想到刚才她居然偎在他的怀里,没做任何挣扎不说,还仰起头,等他降下一吻?有没有搞错?她应该是用力一把推开他,再狠狠给他几个拳打脚踢才是啊!
天哪!她的理智怎么可以在那么重要的一刻离开?这下可好,刚才的模样一定糗毙了,狄烈一定会咬住这点嘲笑不止,或者以此要挟她发放工资,还是……把这个当笑话传遍整个通州,让她以后难做人?
她实在猜不准狄烈会做哪一样,说不定会是她设想以外更可怕的事?
不过,无论他做的是哪一样,她都一定不会好过的。这下该怎么办?如果通州真的传遍了「保守女原来是个火辣玫瑰浪荡女」这类的谣言,她还有脸活下去吗?

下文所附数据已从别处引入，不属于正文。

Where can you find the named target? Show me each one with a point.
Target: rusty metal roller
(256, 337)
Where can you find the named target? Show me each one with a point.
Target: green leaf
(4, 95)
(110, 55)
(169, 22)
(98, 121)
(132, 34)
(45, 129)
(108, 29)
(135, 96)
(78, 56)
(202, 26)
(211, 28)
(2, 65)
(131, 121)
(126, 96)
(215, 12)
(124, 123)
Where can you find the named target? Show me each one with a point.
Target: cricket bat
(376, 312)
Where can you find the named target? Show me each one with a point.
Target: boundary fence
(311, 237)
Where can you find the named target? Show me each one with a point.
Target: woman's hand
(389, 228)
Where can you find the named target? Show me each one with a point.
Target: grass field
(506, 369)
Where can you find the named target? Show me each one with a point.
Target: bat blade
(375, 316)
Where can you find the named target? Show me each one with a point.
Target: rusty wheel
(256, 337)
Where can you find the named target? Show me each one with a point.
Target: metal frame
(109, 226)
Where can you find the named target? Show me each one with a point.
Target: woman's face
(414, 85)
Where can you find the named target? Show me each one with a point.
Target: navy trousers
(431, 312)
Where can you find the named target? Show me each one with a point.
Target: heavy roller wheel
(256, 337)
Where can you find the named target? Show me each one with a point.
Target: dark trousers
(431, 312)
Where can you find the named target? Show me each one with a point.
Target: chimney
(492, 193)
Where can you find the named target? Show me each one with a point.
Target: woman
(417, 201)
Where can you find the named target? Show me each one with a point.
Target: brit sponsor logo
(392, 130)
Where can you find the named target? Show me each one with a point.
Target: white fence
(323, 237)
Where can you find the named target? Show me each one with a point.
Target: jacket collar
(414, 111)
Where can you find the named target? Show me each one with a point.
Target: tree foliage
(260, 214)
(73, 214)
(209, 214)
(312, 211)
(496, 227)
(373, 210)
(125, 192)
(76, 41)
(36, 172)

光想到这里,她就几乎要尖叫出声,然后冲去活捉那个罪魁祸首,扁他、揍他、踢死他!
她怎么会不幸到遇上这种人呢?还是……她有些绝望地想着──她会不会只剩下嫁给孙成这一条路可走了?但是,假若那谣言真传开来,孙成还会娶她吗?
唉唉唉,只能怨叹「自古红颜多薄命」喔……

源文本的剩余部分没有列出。